Q: Now that the announcement is out, and given the public outcry, what prevents an extension to at least meet Edward's 25th anniversary with the show? Also, you explain that since you had already deliberated about the change for 18 months, "Given the length of time, we did not believe it appropriate to wait another nine months before making this change." Do you honestly feel that after 24 years, NPR can't afford to wait another nine months?
Jay Kernis: Bob is going to be on the road throughout the summer.
 | 04. 6.04
"Well I had Trotsky for gym..." |
This morning at work I was talking to Kaytey about high school teachers...

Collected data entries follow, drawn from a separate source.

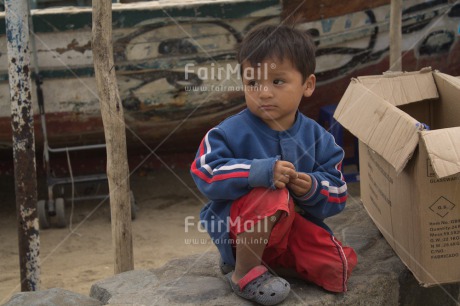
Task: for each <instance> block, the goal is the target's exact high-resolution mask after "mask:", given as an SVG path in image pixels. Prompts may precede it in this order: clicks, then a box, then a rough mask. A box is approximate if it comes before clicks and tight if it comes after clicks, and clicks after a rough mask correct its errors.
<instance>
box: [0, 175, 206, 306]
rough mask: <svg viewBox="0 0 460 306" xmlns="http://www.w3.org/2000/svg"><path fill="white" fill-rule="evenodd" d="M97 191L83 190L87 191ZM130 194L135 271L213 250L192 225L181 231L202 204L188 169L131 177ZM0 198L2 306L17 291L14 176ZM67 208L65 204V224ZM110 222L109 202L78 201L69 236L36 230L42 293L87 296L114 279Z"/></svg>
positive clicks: (9, 178)
mask: <svg viewBox="0 0 460 306" xmlns="http://www.w3.org/2000/svg"><path fill="white" fill-rule="evenodd" d="M95 188H96V189H97V186H96V187H94V186H89V187H88V186H87V187H86V189H85V190H86V191H85V192H93V191H94V190H93V189H95ZM131 189H132V190H133V192H134V195H135V198H136V201H137V204H138V208H139V209H138V211H137V218H136V220H134V221H133V223H132V227H133V246H134V266H135V269H151V268H158V267H160V266H162V265H163V264H165V263H166V262H167V261H169V260H171V259H174V258H178V257H183V256H187V255H191V254H196V253H202V252H204V251H209V250H215V247H214V246H213V245H212V244H210V243H209V239H208V236H207V234H206V233H203V232H200V231H199V230H198V228H197V227H196V226H190V227H189V230H188V232H186V230H185V218H186V217H187V216H189V222H193V221H197V220H198V214H199V211H200V208H201V206H202V205H203V203H204V202H205V200H204V198H202V197H201V195H200V194H199V192H198V191H197V189H196V187H195V186H194V183H193V180H192V179H191V177H190V174H189V172H188V170H187V169H185V168H184V169H180V170H177V169H176V170H171V169H170V170H167V169H163V170H151V171H149V172H145V171H144V172H138V173H134V175H133V176H132V177H131ZM100 190H101V189H100ZM80 192H81V191H80ZM94 192H95V191H94ZM39 197H40V195H39ZM0 199H1V200H2V201H1V204H0V304H4V303H5V302H6V301H8V300H9V298H10V297H11V296H12V295H13V294H14V293H15V292H19V291H20V270H19V255H18V242H17V221H16V214H15V198H14V179H13V178H12V177H3V178H2V180H1V184H0ZM71 207H72V205H71V203H70V202H67V203H66V214H67V217H68V218H69V219H68V220H70V211H71ZM109 217H110V211H109V203H108V202H104V203H100V201H86V202H81V201H79V202H75V205H74V212H73V216H72V230H73V231H70V229H69V227H67V228H63V229H58V228H55V227H53V228H51V229H47V230H41V231H40V261H41V267H40V278H41V285H40V289H48V288H54V287H59V288H64V289H67V290H71V291H74V292H78V293H81V294H85V295H89V290H90V287H91V285H92V284H93V283H94V282H96V281H98V280H100V279H104V278H107V277H110V276H111V275H113V271H114V264H113V262H114V261H113V249H112V237H111V225H110V219H109ZM194 238H195V240H190V239H194Z"/></svg>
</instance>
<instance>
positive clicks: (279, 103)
mask: <svg viewBox="0 0 460 306" xmlns="http://www.w3.org/2000/svg"><path fill="white" fill-rule="evenodd" d="M242 68H243V84H244V95H245V99H246V105H247V107H248V109H249V110H250V111H251V112H252V113H253V114H254V115H256V116H257V117H259V118H261V119H262V120H263V121H264V122H265V123H266V124H267V125H268V126H269V127H270V128H271V129H273V130H276V131H284V130H287V129H289V128H290V127H291V126H292V125H293V124H294V120H295V114H296V112H297V109H298V108H299V104H300V101H301V100H302V97H310V96H311V95H312V93H313V91H314V90H315V83H316V78H315V76H314V75H313V74H311V75H309V76H308V77H307V79H306V80H305V82H302V74H301V73H300V72H299V71H298V70H297V69H296V68H295V67H294V66H293V65H292V63H291V62H290V61H289V60H284V61H282V62H281V61H279V60H273V59H267V60H264V61H263V62H262V63H260V65H257V66H255V67H252V66H251V64H250V63H249V61H245V62H243V63H242Z"/></svg>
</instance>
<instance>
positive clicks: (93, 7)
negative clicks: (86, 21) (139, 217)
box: [92, 0, 134, 274]
mask: <svg viewBox="0 0 460 306" xmlns="http://www.w3.org/2000/svg"><path fill="white" fill-rule="evenodd" d="M92 35H93V36H92V51H93V59H94V72H95V76H96V84H97V89H98V93H99V101H100V106H101V114H102V122H103V124H104V133H105V141H106V145H107V177H108V180H109V191H110V210H111V218H112V243H113V247H114V253H115V254H114V256H115V265H114V272H115V274H117V273H121V272H124V271H129V270H132V269H134V260H133V242H132V228H131V204H130V196H129V193H130V188H129V168H128V158H127V151H126V134H125V122H124V116H123V106H122V105H121V99H120V94H119V92H118V86H117V79H116V75H115V64H114V60H113V46H112V0H97V1H93V29H92Z"/></svg>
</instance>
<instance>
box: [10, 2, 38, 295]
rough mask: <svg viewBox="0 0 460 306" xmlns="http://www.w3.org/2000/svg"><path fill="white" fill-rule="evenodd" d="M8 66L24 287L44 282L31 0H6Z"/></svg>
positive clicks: (19, 251) (21, 258)
mask: <svg viewBox="0 0 460 306" xmlns="http://www.w3.org/2000/svg"><path fill="white" fill-rule="evenodd" d="M5 4H6V8H7V9H6V12H7V13H6V16H5V17H6V18H5V19H6V32H7V35H6V37H7V46H8V68H9V69H8V70H9V85H10V96H11V126H12V129H13V158H14V179H15V186H16V188H15V192H16V215H17V221H18V244H19V268H20V270H21V274H20V275H21V291H35V290H38V289H39V286H40V260H39V254H40V238H39V230H38V213H37V174H36V163H35V141H34V118H33V112H32V98H31V97H32V95H31V89H32V84H31V79H30V68H29V67H30V52H29V31H28V29H29V26H28V24H29V22H28V21H29V19H28V16H29V10H28V7H27V0H6V2H5Z"/></svg>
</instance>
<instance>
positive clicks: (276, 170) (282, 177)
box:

Kaytey: (laughing) ...And his name was Kermit, and he was totally this hippie social studies teacher. And he drove this red Volkswagen. And he had long hair and a beard and glasses. And wore backless Birkenstocks and dark blue corduroy sport coats! I always felt like I wasn't hip enough to be in his class. (pause) Or Marxist enough.
 | 04. 5.04
Crazies abound |
This morning when I got to the Fullerton platform to wait for the train the same crazy guy who talked to me last week (last weeks blog entry here) was standing in the same place. I quickly diverted my eyes to the floor and walked past him.

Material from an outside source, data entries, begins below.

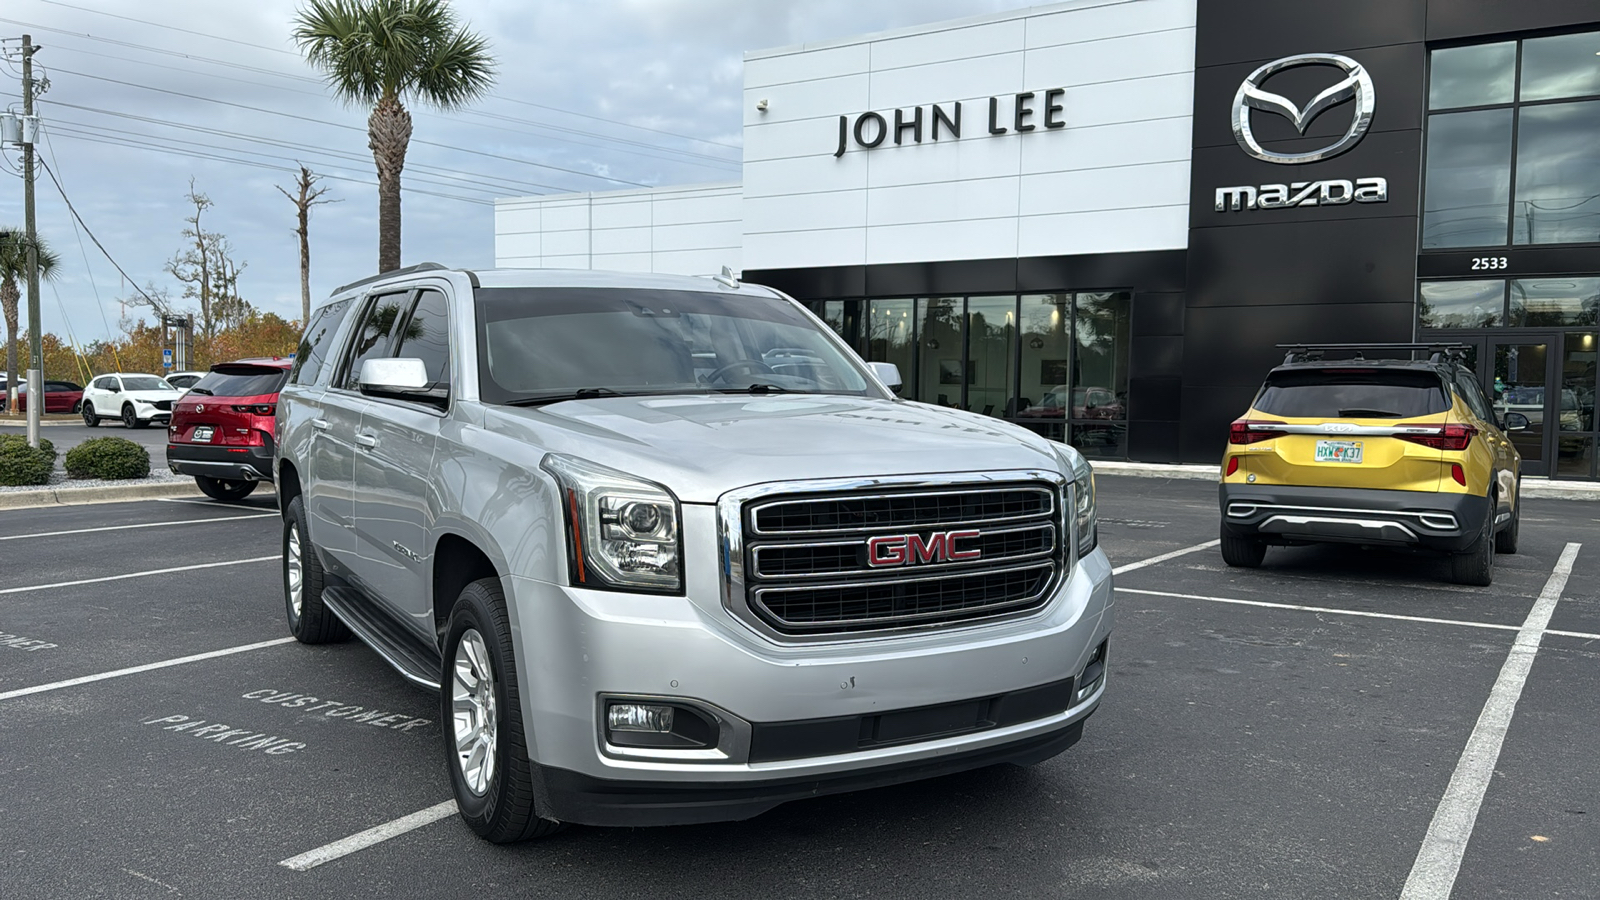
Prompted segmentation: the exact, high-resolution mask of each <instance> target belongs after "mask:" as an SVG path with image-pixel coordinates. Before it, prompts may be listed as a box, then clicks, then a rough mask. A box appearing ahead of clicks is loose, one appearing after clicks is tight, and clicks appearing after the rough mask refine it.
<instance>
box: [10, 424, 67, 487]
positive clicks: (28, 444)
mask: <svg viewBox="0 0 1600 900" xmlns="http://www.w3.org/2000/svg"><path fill="white" fill-rule="evenodd" d="M54 468H56V447H54V445H53V444H51V442H50V440H45V439H40V442H38V448H34V447H29V444H27V439H26V437H22V436H21V434H0V485H5V487H14V485H30V484H50V472H51V471H54Z"/></svg>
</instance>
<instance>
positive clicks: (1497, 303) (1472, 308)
mask: <svg viewBox="0 0 1600 900" xmlns="http://www.w3.org/2000/svg"><path fill="white" fill-rule="evenodd" d="M1419 287H1421V298H1419V299H1418V306H1416V311H1418V322H1419V323H1421V325H1422V327H1424V328H1493V327H1496V325H1499V323H1501V320H1502V319H1504V312H1506V282H1501V280H1493V282H1422V283H1421V285H1419Z"/></svg>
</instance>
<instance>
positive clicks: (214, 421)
mask: <svg viewBox="0 0 1600 900" xmlns="http://www.w3.org/2000/svg"><path fill="white" fill-rule="evenodd" d="M291 362H293V360H290V359H283V357H269V359H242V360H237V362H222V364H218V365H213V367H211V372H208V373H205V375H203V376H202V378H200V380H198V381H195V383H194V386H192V388H189V389H187V392H184V396H182V397H181V399H179V400H178V404H176V405H174V407H173V421H171V424H168V426H166V466H168V468H170V469H171V471H174V472H178V474H182V476H194V479H195V484H198V485H200V490H202V492H205V495H206V496H211V498H214V500H243V498H245V496H250V493H251V492H254V490H256V485H258V484H261V482H267V484H270V482H272V448H274V447H275V445H277V442H275V440H274V429H275V416H277V407H278V391H280V389H282V388H283V380H285V378H288V373H290V364H291Z"/></svg>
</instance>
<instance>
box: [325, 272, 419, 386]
mask: <svg viewBox="0 0 1600 900" xmlns="http://www.w3.org/2000/svg"><path fill="white" fill-rule="evenodd" d="M405 299H406V295H403V293H386V295H382V296H376V298H373V301H371V303H370V304H368V306H366V311H365V312H363V314H362V320H360V323H358V325H357V328H355V338H354V340H352V341H350V349H347V351H346V364H344V368H341V372H342V373H344V376H342V378H341V380H339V383H338V384H336V388H344V389H346V391H358V389H360V378H362V364H363V362H366V360H370V359H382V357H386V356H389V331H392V330H394V327H395V319H398V317H400V312H402V311H403V309H405Z"/></svg>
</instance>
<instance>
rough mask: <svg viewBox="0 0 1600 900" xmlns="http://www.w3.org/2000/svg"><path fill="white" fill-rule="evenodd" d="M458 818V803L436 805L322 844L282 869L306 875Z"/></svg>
mask: <svg viewBox="0 0 1600 900" xmlns="http://www.w3.org/2000/svg"><path fill="white" fill-rule="evenodd" d="M451 815H456V801H445V802H442V804H434V806H430V807H427V809H419V810H416V812H413V814H411V815H402V817H400V818H395V820H394V822H386V823H382V825H378V826H374V828H368V830H366V831H358V833H355V834H350V836H349V838H339V839H338V841H334V842H333V844H323V846H322V847H317V849H315V850H307V852H304V854H301V855H298V857H290V858H286V860H283V862H280V863H278V865H280V866H288V868H291V870H294V871H306V870H312V868H317V866H320V865H322V863H330V862H333V860H338V858H339V857H349V855H350V854H354V852H357V850H365V849H366V847H371V846H373V844H382V842H384V841H387V839H390V838H398V836H400V834H405V833H406V831H416V830H418V828H421V826H424V825H430V823H434V822H438V820H440V818H448V817H451Z"/></svg>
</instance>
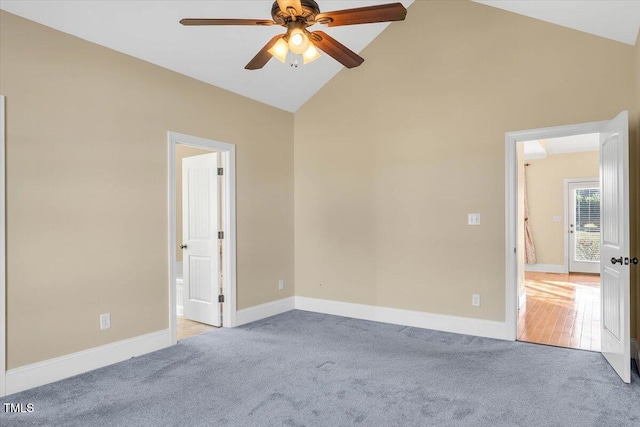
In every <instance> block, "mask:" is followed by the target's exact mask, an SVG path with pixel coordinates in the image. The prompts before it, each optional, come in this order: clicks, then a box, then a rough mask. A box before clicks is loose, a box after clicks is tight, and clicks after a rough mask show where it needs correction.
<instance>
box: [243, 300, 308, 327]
mask: <svg viewBox="0 0 640 427" xmlns="http://www.w3.org/2000/svg"><path fill="white" fill-rule="evenodd" d="M294 308H295V299H294V297H289V298H283V299H279V300H276V301H271V302H268V303H265V304H260V305H256V306H253V307H249V308H243V309H242V310H238V311H236V326H240V325H245V324H247V323H251V322H255V321H257V320H261V319H265V318H267V317H271V316H275V315H276V314H281V313H285V312H287V311H290V310H293V309H294Z"/></svg>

Also, a friend of mine told me he was thinking of taking up smoking.
Me: Why would you do that?
Jamie: I'm trying to change my lifestyle.

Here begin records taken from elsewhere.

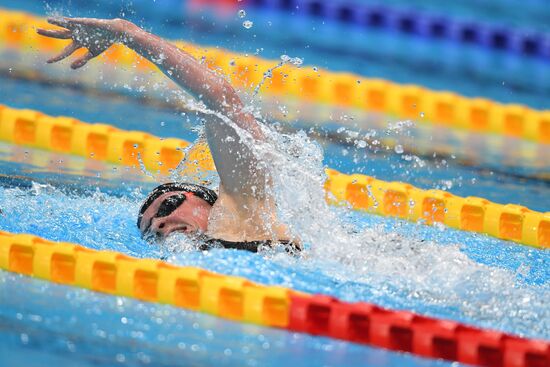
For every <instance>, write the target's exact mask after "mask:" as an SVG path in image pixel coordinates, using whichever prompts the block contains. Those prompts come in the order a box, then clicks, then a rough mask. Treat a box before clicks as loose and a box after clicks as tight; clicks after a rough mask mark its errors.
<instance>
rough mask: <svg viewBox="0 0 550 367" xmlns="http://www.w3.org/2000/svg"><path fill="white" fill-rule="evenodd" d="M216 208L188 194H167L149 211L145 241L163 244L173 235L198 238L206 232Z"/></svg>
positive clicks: (143, 229) (187, 192)
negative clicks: (168, 236)
mask: <svg viewBox="0 0 550 367" xmlns="http://www.w3.org/2000/svg"><path fill="white" fill-rule="evenodd" d="M211 208H212V206H211V205H210V204H208V203H207V202H206V201H204V200H203V199H201V198H199V197H197V196H195V195H193V194H192V193H188V192H182V191H179V192H174V191H172V192H167V193H165V194H163V195H161V196H159V197H158V198H157V199H156V200H155V201H154V202H153V203H152V204H151V206H149V207H148V208H147V210H146V211H145V213H143V217H142V219H141V224H140V228H139V230H140V232H141V234H142V235H143V236H144V237H145V238H150V239H157V240H162V239H165V238H166V237H168V235H169V234H170V233H174V232H182V233H185V234H188V235H195V234H200V233H204V232H206V230H207V228H208V216H209V214H210V209H211Z"/></svg>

Me: And you want to incorporate killing yourself?
Jamie: Well, I'm trying to give up some vices, so I'm bringing in replacement ones.
Me: What about eating?
Jamie: I'm trying to take that one out.
Me: Prostitutes?
Jamie: Hard to do when you live with your girlfriend.
Me: Gambling?
Jamie: You've got to have money for that.
Me: Alcohol?
Jamie: You mean more than I already do?
Me: (pause) I see. Well don't worry man. I'll think of something bad for you.
If you have any suggestions, e-mail me and I'll pass them on to Jamie.
 | 04. 4.04
In the Navy... |
Yesterday there was a banner ad for the Navy at the top of a web page. The ad read:
Kicking Butt is Mandatory.
Taking Names is Optional.
Navy
What kind of a message is that sending out? "Yes, please, go kill these people, and uh....you don't have to find out who they are. If they're wearing a nametag, great! Jot down the name. But if not, y'know, that's cool too. Remember to kick that butt thought. That is mandatory."
This country is so stupid.
 | 04. 3.04
If Only Heathcliff Knew! |
The other day my friend Nik and I were at Barnes & Noble, when we came across the book (nay, literary genius!) Wuthering Heights. We were startled to see a bunch of famous, pretty teenage celebrities on the cover and something to the effect of "now an MTV original movie" at the bottom. I'm sorry, Wuthering Heights is now an MTV original movie? I'm sure next they're going to say that Carson Daly wrote it, and not Emily Bronte.

 | 04. 1.04
Well I am too proud to beg |
The other night my brother's boyfriend and I bonded over learning that we both love The Big Chill. It was karaoke night at the bar we were at and I told him I'd sing "Ain't Too Proud to Beg" in honor of our newfound mutal love for the movie. "Ain't Too Proud to Beg?" a friend asked me, slightly confused as to whether or not she knew the song "Oh yeah, I know that song! Someone sang that on American Idol the other night." Sigh. I am now officially 43 years old.